Monday, July 20, 2009

Angela’s Ashes Author Dead at 78

Frank McCourt died in a Manhattan hospice on Sunday after a battle with meningitis and skin cancer. The outpouring of love for the Irish-American author who won the Pulitzer Prize for Angela’s Ashes in 1997 has been intense. Time’s Lev Grossman takes a long and luscious look at the author’s life here:
McCourt was born in Brooklyn in 1930 -- he would later, much later, memorably describe the scene of his conception in his memoir -- but he grew up in Ireland. His parents were both Irish immigrants, and they moved back there, to Limerick, in an effort to stay ahead of McCourt's father's drinking problem. They didn't succeed.
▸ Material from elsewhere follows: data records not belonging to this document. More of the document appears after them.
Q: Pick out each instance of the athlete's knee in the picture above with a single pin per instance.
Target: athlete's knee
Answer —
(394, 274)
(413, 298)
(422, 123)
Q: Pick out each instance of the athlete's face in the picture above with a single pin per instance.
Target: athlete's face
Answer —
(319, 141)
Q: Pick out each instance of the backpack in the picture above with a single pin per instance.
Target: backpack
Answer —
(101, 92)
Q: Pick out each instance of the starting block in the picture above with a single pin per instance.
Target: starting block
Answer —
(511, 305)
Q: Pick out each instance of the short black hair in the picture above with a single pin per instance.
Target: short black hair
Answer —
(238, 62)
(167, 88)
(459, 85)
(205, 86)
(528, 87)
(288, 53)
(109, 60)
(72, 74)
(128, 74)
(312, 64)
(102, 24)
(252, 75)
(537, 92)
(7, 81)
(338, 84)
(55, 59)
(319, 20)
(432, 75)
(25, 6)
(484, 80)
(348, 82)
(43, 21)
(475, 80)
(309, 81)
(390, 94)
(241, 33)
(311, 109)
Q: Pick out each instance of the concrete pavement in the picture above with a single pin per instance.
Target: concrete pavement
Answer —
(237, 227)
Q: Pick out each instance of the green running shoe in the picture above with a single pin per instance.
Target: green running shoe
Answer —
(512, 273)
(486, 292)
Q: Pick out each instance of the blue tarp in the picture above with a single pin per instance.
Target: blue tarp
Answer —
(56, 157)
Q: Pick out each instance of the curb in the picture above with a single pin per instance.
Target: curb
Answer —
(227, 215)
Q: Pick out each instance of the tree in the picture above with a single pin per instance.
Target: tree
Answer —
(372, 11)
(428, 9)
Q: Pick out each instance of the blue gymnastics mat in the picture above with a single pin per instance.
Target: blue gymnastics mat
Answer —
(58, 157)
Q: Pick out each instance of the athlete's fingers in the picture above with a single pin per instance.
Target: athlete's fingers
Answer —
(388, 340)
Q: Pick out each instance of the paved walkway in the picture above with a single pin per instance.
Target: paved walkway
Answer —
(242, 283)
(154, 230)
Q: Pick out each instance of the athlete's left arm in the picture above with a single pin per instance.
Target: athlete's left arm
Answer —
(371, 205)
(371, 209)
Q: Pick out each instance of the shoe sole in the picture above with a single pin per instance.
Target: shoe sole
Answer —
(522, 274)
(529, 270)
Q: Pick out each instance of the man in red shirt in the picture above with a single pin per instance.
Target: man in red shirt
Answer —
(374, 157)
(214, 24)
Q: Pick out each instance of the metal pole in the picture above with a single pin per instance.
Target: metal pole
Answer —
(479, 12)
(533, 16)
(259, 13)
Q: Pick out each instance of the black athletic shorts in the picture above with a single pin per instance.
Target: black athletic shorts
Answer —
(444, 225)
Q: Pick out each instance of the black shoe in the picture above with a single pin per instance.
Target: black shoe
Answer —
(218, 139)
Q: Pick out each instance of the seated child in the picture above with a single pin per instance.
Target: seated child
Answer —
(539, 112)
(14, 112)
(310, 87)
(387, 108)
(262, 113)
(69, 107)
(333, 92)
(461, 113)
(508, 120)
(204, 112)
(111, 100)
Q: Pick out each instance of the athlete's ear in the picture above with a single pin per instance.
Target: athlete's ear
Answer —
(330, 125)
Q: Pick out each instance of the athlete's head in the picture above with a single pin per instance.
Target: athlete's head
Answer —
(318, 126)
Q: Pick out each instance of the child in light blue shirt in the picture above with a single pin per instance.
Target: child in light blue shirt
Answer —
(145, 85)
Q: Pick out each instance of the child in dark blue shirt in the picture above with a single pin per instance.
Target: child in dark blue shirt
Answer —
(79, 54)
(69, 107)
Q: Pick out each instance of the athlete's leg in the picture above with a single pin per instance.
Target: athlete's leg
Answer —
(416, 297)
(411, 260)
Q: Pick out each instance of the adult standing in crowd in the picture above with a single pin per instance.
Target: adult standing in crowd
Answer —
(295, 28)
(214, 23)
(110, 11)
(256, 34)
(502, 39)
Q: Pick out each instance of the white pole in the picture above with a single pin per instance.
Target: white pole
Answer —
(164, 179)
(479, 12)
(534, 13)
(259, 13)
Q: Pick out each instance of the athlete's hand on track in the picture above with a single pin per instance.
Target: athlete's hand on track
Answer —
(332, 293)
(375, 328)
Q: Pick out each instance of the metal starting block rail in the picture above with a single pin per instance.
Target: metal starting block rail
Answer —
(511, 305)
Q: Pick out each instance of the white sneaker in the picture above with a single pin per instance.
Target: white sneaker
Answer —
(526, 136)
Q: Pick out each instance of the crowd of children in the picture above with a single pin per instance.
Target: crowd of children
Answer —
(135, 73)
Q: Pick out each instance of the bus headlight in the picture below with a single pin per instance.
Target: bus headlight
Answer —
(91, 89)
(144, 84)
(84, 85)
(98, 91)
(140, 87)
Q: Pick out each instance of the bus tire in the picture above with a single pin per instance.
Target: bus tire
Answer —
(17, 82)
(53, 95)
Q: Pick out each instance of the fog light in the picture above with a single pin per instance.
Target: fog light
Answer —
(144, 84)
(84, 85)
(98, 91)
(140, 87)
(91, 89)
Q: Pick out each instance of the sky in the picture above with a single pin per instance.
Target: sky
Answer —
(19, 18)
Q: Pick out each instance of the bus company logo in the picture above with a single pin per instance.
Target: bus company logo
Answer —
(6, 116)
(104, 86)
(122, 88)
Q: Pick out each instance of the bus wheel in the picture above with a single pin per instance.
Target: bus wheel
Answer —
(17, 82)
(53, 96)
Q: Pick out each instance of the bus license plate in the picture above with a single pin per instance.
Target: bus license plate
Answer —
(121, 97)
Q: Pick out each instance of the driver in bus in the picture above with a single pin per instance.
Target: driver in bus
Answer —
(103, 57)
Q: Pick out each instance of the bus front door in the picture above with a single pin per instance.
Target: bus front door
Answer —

Malachy, Frank's father, worked intermittently as a laborer, but he drank constantly.
The Boston Globe’s Kevin Cullen recalled an early interview with the author:
A few hours after Frank McCourt learned he had won the Pulitzer Prize for “Angela's Ashes,” I went to see him at the Charles Hotel in Cambridge, where he was staying.

In what turned out to be one of his last moments of anonymity, he was sitting in a corner booth in one of the hotel lounges with his wife Ellen, who used to work at WGBH, less than a mile away.

"Well," he said laconically, "I suppose I'm the Mick of the moment." Material success always puzzled Frank McCourt. He did not go through life courting it. Hell, if he did, he wouldn't have been a teacher. Because while everybody today mourns Frank McCourt the writer, he always thought of himself as Frank McCourt the teacher.
The Guardian
-- generally a sure bet in the obit department -- comes in on a silly note:
Frank McCourt, whose evocative tales of a poverty-stricken Irish childhood enthralled readers around the world and sparked the genre of “misery lit”, has died of cancer in a Manhattan hospice aged 78.
Though there’s much McCourt can be credited with, “misery lit” is not one of those things: if there is such a thing, it’s as old as literature itself. Still, the balance of The Guardian’s coverage does a good job with all the bases and even includes a short excerpt of Angela’s Ashes.

The New York Times, meanwhile, not only offers up a very detailed obituary today, but it also asks readers to contribute their memories of the well-loved author. “Were you a student of Mr. McCourt’s?” the Times asks. “Or a fan of his work? Share your memories of the teacher-turned-Pulitzer Prize-winning author.” At time of this writing, nearly 300 readers had done so. That piece is here.